A climate “tipping point” is a threshold where a small change causes a huge change in the Earth system—potentially irreversibly and abruptly. This makes tipping points a big concern as we face the threats presented by climate change. Some tipping points can make climate change even worse, although this isn’t the case for all the worrying tipping points discussed in the scientific literature.

In En-ROADS we have included several climate tipping points that are commonly brought up. The overall insight of the model is true for tipping points as well: the lower we keep temperature change, the lower the impacts and better it will be for people and all that we care about.
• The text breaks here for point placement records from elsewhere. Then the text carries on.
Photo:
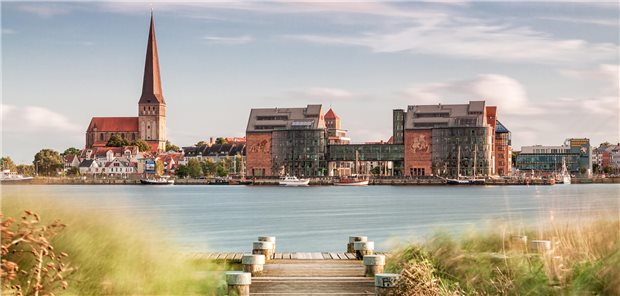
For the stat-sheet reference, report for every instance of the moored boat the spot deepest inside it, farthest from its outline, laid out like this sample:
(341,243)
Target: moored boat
(161,180)
(351,181)
(293,181)
(8,176)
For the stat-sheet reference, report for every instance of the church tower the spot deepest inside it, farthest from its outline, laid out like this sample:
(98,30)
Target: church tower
(152,107)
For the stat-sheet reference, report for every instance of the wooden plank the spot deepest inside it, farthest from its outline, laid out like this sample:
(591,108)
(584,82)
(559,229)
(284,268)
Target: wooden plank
(316,256)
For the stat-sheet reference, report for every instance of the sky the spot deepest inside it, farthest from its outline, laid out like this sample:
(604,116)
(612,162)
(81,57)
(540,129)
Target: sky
(550,67)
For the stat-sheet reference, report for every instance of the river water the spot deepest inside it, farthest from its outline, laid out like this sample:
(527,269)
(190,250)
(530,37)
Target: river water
(229,218)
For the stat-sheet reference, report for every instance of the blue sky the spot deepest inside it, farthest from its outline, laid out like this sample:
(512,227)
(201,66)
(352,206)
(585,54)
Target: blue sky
(551,68)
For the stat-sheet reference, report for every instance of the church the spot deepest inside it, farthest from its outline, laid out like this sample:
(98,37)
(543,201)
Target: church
(150,124)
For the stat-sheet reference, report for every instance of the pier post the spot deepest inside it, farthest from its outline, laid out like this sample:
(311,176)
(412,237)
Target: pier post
(263,248)
(373,264)
(385,283)
(269,239)
(363,248)
(238,283)
(352,240)
(253,263)
(540,246)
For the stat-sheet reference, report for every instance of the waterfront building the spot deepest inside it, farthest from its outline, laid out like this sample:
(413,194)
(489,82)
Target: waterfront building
(286,141)
(446,140)
(335,133)
(547,160)
(150,125)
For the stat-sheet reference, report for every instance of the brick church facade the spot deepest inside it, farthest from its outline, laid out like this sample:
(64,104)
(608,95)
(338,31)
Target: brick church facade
(150,124)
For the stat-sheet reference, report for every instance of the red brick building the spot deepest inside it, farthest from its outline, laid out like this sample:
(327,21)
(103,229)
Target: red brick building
(150,125)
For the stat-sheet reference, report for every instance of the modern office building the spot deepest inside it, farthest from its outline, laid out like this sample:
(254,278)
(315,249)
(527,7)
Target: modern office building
(546,160)
(447,140)
(286,141)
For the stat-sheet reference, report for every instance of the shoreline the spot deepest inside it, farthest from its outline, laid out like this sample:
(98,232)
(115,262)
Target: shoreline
(313,182)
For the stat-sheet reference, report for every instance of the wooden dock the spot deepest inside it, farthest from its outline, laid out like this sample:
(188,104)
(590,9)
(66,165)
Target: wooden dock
(235,257)
(326,276)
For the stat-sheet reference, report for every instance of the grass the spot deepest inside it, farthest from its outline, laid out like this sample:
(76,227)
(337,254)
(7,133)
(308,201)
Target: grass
(114,255)
(584,260)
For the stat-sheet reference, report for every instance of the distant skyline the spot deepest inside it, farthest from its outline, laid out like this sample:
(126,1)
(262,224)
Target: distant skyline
(551,68)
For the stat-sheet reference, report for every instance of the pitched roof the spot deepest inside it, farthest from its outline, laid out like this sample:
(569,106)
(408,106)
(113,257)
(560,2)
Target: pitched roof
(331,114)
(500,128)
(151,85)
(114,124)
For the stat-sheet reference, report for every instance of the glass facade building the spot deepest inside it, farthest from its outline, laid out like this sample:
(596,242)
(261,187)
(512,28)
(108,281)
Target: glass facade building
(299,152)
(464,144)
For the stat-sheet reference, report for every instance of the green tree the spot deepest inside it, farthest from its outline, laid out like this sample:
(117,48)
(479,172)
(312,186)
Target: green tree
(182,171)
(48,162)
(195,169)
(221,140)
(209,167)
(71,151)
(73,171)
(142,145)
(221,170)
(172,147)
(159,167)
(117,141)
(6,163)
(25,169)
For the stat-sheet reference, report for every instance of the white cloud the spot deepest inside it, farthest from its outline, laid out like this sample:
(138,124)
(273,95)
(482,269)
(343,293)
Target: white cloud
(8,31)
(35,119)
(474,39)
(496,89)
(228,40)
(43,9)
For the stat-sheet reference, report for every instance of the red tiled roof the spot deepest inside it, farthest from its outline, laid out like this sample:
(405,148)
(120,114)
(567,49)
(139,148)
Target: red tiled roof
(331,114)
(114,124)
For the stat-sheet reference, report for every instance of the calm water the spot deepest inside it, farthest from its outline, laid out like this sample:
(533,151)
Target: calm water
(229,218)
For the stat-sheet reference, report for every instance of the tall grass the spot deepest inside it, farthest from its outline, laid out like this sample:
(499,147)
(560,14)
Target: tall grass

Based on the Intergovernmental Panel on Climate Change’s (IPCC) Sixth Assessment Report (AR6) Working Group I report (2021) and Armstrong McKay et al. (2022)’s comprehensive review of the latest tipping points research, we identified tipping points relevant to the scope of En-ROADS. For the purposes of En-ROADS, there are three impacts that we look at relating to tipping points: 1. Will it result in more global temperature change? 2. Will it impact sea level rise? 3. Could it occur before 2100? Other impacts like changes in forest cover or ocean circulation are significant impacts that could come from hitting a tipping point but are outside the scope of what En-ROADS covers.

Because of the large range of uncertainty surrounding the timing and consequences of these kinds of events, we do not assume tipping points will occur in the Baseline Scenario in En-ROADS, but you can still explore the implications of several. 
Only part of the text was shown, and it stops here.